Les sangs
de Audrée Wilhelmy

critiqué par Libris québécis, le 23 avril 2014
(Montréal - 82 ans)


La note:  étoiles
Barbe Bleue revisité
En lisant ce roman, j’ai pensé aux sacrifices que les saints s’imposaient par amour pour Dieu. Leur relation au Créateur n’était pas seulement d’ordre cérébral. Elle s’établissait aussi en passant par le corps. Le Christ a donné sa vie pour l’humanité, et les saints l’imitent en offrant le leur au Seigneur. Certains jeunaient et d’autres se flageolaient ou portaient des cilices.

Le roman d’Audrée Wilhelmy suit ce sillon de la souffrance au lieu de celui de la violence. Souffrir pour celui que l’on aime, voire même mourir, l’ultime preuve d’amour. « Mourir d´aimer de plein gré, s´enfoncer dans la nuit, payer l´amour au prix de sa vie », chantait Charles Aznavour. L’œuvre s’accroche à toute une culture qui s’enracine dans le sacrifice inhérent au bonheur d’aimer. L’auteure a puisé dans cette source infiniment riche. Une source qui a fait vibrer Jeanne d’Arc, mais aussi tous les personnages de la culture, tels le Marquis de Sade, Werther, Sardanapalus et combien d’autres !

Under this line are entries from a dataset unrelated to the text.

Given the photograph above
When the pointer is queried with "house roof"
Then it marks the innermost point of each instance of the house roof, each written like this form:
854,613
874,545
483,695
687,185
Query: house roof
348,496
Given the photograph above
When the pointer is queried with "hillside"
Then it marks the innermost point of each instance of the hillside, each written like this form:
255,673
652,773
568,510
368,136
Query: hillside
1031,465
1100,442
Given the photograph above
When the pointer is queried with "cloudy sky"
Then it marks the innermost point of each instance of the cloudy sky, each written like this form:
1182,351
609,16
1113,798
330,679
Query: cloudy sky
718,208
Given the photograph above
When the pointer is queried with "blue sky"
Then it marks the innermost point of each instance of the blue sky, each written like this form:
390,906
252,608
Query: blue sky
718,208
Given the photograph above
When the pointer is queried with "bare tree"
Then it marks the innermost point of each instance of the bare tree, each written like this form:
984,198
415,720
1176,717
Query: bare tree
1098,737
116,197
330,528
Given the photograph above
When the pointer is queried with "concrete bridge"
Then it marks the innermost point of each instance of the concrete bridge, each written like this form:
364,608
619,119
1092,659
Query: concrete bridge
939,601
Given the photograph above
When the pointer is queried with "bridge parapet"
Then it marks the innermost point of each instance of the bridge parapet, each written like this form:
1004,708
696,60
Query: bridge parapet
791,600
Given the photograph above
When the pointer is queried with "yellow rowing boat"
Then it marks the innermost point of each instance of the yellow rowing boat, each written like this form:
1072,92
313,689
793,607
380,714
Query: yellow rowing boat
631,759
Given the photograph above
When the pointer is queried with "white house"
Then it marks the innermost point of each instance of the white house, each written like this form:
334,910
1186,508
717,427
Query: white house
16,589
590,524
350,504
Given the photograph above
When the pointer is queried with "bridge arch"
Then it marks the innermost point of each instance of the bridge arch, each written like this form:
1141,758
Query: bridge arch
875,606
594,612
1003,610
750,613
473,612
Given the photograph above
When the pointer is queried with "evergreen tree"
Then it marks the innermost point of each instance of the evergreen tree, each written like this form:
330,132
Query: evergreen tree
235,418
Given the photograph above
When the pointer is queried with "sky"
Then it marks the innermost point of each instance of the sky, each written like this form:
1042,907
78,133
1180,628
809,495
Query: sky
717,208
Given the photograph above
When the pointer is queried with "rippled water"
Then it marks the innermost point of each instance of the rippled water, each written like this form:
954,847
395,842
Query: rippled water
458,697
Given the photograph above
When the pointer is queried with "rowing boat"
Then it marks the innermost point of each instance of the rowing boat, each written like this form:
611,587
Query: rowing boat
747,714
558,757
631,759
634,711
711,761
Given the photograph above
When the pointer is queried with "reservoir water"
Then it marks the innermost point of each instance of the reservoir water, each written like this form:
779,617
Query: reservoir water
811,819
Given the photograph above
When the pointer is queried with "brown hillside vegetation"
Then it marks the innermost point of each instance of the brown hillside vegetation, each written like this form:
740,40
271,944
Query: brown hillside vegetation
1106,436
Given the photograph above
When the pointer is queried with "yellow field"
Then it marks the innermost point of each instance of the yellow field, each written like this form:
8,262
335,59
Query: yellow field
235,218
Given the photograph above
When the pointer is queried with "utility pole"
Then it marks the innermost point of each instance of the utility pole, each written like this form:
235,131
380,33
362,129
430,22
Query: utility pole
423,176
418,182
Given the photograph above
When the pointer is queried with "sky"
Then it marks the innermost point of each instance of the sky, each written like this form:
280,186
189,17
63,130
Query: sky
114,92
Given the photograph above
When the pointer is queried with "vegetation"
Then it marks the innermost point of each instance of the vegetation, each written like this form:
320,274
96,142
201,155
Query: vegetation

Il est difficile d’admettre qu’un gouffre mortel voisine l’état amoureux. Et pourtant, les fantasmes qui habitent les amants et les amantes s’abreuvent aussi à la même source. Tous connaissent les déviations qui attendent les amoureux pris dans une spirale destructrice. On en rit souvent, mais l’imaginaire s’en inspirerait si l’éducation reçue ne retenait pas les disciples d’Éros de franchir les barrières sociales de l’admissible. Comme Salomé, qui ne jouirait pas à son insu de recevoir sur un plateau la tête de son Jean-Baptiste ?

C’est autour de cette thématique que tourne Les Sangs d’Audrée Wilhelmy. Son héros, Féléor Berthélémy Rü, est un ogre sans commune mesure avec Barbe bleu, son légendaire frère. C’est un bel homme qui unit sa vie à sept femmes consentantes, prêtes à fredonner « je l’aime à mourir » de Francis Cabrel. Féléor se nourrit de leur amour sans les contraindre à quoi que ce soit. Le lecteur voyeur sera bien déçu. Elles courent vers la mort avec l’élan des martyrs qui couraient vers le bûcher.

L’auteure reprend un thème connu en renouvelant le mode d’emploi du roman érotique hard. Elle sait écrire sans ambages tout en respectant un niveau de langue prisable. Cependant la structure peut faire l’objet d’un bémol. Chacun des chapitres amène une nouvelle partenaire. Ça donne l’impression de lire un recueil de nouvelles. Aucun lien n’assure de transition à l’exception du héros, qui émet froidement une opinion sur celle qui vient de lui sacrifier sa vie. Âme sensible, s’abstenir.